Starting from the root-set, call Trace() on all reachable nodes
Any objects that are not reachable are deleted

Oilpan also scans the stack for references to objects and adds those to the root-set (this is called a conservative GC).

🔗 Garbage Collection - Object Ownership Issues

Some objects "own" their pointers. This ownership can be reset, potentially freeing resources.

Example: postMessage (which sends messages to other contexts e.g. iframes / workers) "transfers" ArrayBuffers:

JavaScript
a = new ArrayBuffer(10)
> ArrayBuffer(10) {}
postMessage('','*',[a])
a
> ArrayBuffer(0) {}

Let's take a look at this kind of scenario creating an exploitable bug.

🔗 Blink: CVE-2019-5786

This CVE was found as a 0-day "in the wild" by Google.
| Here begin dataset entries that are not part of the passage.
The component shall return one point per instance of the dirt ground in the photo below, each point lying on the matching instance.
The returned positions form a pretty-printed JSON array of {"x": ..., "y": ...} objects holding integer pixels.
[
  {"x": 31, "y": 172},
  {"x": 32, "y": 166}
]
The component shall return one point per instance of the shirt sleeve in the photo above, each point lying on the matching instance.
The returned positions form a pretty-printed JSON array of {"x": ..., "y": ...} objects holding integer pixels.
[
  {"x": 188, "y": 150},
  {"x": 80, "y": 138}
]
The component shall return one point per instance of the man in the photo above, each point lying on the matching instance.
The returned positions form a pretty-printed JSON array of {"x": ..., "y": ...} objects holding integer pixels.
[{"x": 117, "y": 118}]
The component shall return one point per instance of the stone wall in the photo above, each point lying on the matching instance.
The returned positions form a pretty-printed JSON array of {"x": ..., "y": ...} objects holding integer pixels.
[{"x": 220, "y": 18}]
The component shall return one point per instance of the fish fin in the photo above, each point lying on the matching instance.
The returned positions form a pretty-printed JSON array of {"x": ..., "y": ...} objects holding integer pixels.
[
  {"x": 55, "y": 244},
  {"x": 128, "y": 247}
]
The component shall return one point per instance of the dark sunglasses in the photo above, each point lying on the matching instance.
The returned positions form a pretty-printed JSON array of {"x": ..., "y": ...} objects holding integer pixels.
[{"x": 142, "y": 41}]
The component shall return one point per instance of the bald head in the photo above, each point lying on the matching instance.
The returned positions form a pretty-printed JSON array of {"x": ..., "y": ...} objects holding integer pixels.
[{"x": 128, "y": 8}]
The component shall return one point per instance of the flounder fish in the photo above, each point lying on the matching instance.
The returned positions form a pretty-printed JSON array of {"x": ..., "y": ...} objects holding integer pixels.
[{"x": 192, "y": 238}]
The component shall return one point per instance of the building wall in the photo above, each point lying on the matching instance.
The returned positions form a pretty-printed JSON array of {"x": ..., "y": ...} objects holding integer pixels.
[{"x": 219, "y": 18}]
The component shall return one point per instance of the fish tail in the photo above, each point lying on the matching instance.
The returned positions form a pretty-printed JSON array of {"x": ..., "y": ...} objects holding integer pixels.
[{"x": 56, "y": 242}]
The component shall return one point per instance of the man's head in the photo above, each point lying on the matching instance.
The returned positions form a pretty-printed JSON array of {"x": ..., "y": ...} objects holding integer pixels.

At a high level, the vulnerability worked like this:

FileReaderLoader can create two DOMArrayBuffers with the same underlying reference
Each DOMArrayBuffer "owns" its underlying reference
A UAF is caused by freeing the underlying ArrayBuffer object from one DOMArrayBuffer but the other has a stale reference!

Lets take a look at a relevant code-snippet, which could be invoked from a JavaScript event callback:

C++
DOMArrayBuffer* FileReaderLoader::ArrayBufferResult() {
    ...
    // Copy reference to current array buffer to DOMArrayBuffer
    DOMArrayBuffer* result = DOMArrayBuffer::Create(raw_data_->ToArrayBuffer());
    ...
    return result;
}

Under certain conditions, it was possible for raw_data_->ToArrayBuffer() to return the same WTF::ArrayBuffer for consecutive calls. If this occurs, the result, a DOMArrayBuffer *, can be created multiple times from the same underlying WTF::ArrayBuffer.

As hinted previously, object ownership can become a tricky issue to handle properly. By abusing postMessage , we can "transfer ownership" of these DOMArrayBuffers:

JavaScript
// arr1 and arr2 wrap DOMArrayBuffers with same underlying WTF::ArrayBuffer
window.postMessage([], '*', [arr1, arr2]);

This causes the following to occur:

arr1 is transferred, WTF::ArrayBuffer marked as neutered (cleared)
Tries to transfer arr2, can't since already neutered
Throws exception
- Frees ArrayBuffer in arr1, since it's neutered and no longer used
- But arr2 still has a reference! UAF

To fix this, the function now clones data before returning it in the DOMArrayBuffer. In the "bugged" version, it technically cloned the reference, not the data:

C++
DOMArrayBuffer* FileReaderLoader::ArrayBufferResult() {
    ...
    // Copy underlying data instead of copying reference
    return DOMArrayBuffer::Create(
        ArrayBuffer::Create(raw_data_->Data(), raw_data_->ByteLength()));
    ...
}

You can find more details on the Chrome Bug Tracker, or read an in-depth writeup from Exodus Intelligence.